I assume that Kass is using the word "aligned" in a loose sense, to imply that scientists believe that their models are appropriate to reality even if not fully correct. But I would not even want to go that far. Often in my own applied work I have used models that have clear flaws, models that are at best "phenomenological" in the sense of fitting the data rather than corresponding to underlying processes of interest–and often such models don't fit the data so well either. But these models can still be useful: they are still a part of statistics and even a part of science (to the extent that science includes data collection and description as well as deep theories).
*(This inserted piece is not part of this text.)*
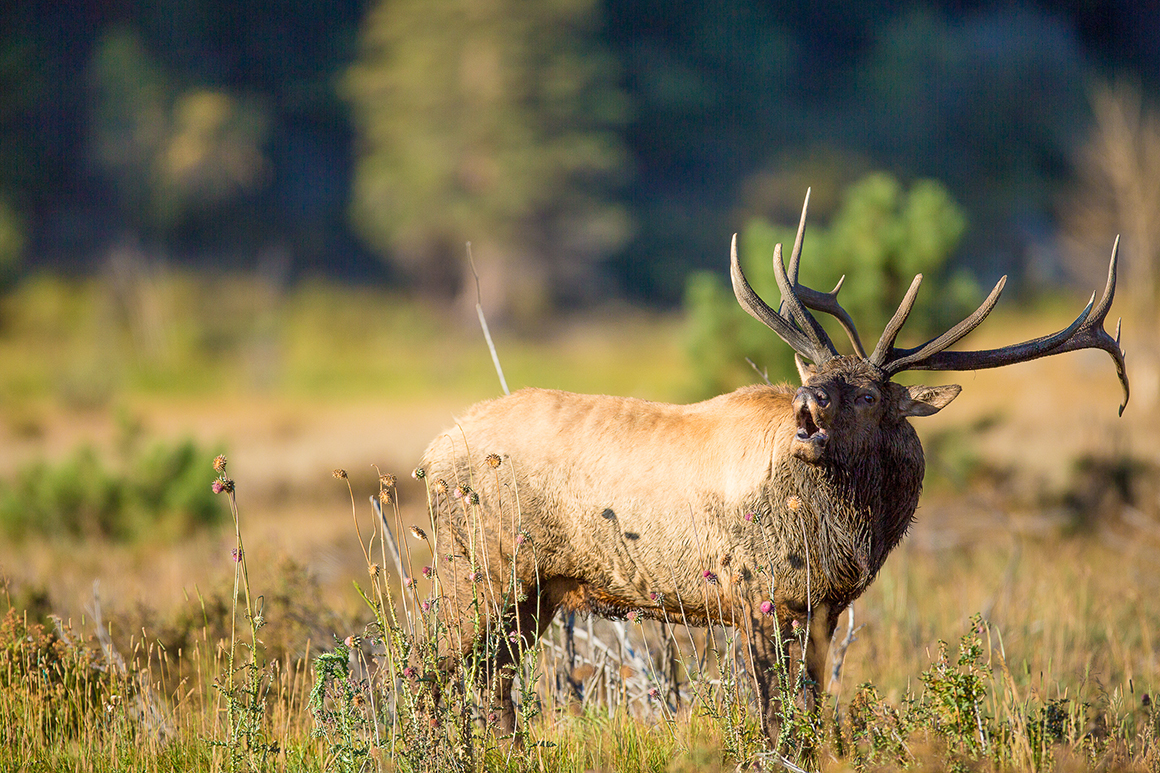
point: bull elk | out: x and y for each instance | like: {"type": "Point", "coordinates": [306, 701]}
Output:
{"type": "Point", "coordinates": [769, 508]}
I wrote the passage above nearly two months ago, in the middle of April, as the beginning of a post that I never finished. The "recent LL discussions" that I had in mind then were "Word order 'universals' are lineage-specific?", 4/15/2011, and "Phonemic diversity decays 'out of Africa'?", 4/16/2011; but Gelman's post also obviously applies to "Norvig channels Shannon contra Chomsky", 5/31/2011, and "Straw men and bee science", 6/4/2011.
And all of this reminds me of something I wrote seven years ago about an earlier controversy in computational phylogeny — "More on Gray and Atkinson", 4/28/2004:
In thinking about the general problem, an analogy with physics may be helpful. If we assume that the sun, planets and other heavenly bodies are point masses in calculating their orbital dynamics, our model is obviously false to fact. But does this simplification invalidate our conclusions? Well, it might or might not, depending on what calculations we do and what conclusions we want to draw. Any model of orbital dynamics will be simplified — and therefore false — to one extent or another. The question is whether this matters with respect to some specific quantitative or qualitative prediction. Giving a correct answer to that question requires a mixture of detailed mathematical reasoning, relevant empirical testing and luck.
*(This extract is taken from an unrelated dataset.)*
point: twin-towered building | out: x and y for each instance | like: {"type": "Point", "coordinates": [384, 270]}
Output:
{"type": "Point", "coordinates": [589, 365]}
One of Russell Gray's slides made this point by quoting the well-known scientific proverb that "A model is a lie that leads us to the truth". I believe that this was originally adapted (by whom?) from a remark made by Picasso:
"We all know that art is not truth. Art is a lie that makes us realize truth, at least the truth that is given us to understand. The artist must know the manner whereby to convince others of the truthfulness of his lies." (The Arts, Picasso Speaks, 1923)
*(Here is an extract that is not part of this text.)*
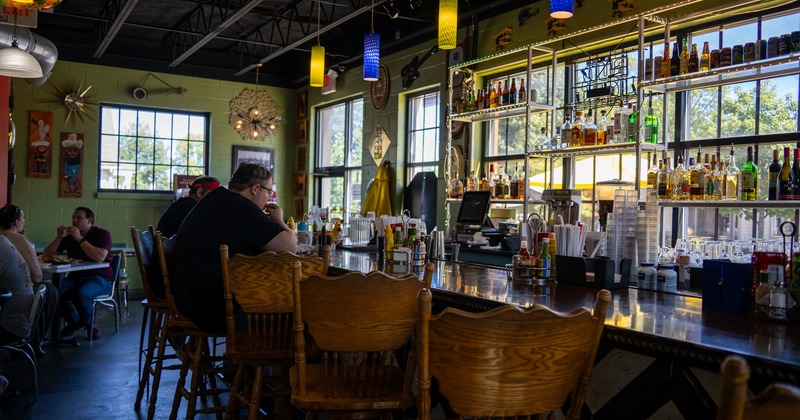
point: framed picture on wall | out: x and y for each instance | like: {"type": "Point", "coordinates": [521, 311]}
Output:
{"type": "Point", "coordinates": [250, 154]}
Yesterday Russell Gray made considerable headway in convincing me of the validity of his approach. His talk, and the discussion around it, clarified for me the nature of the simplifying assumptions that he's making, and the (empirical and logical) questions to be addressed in determining whether those simplifications invalidate his conclusions about the dating of Indo-European. He also convinced me that he's continuing a serious program of efforts to test the effects of his assumptions, and that he's serious about understanding and addressing objections. In other words, he's doing science.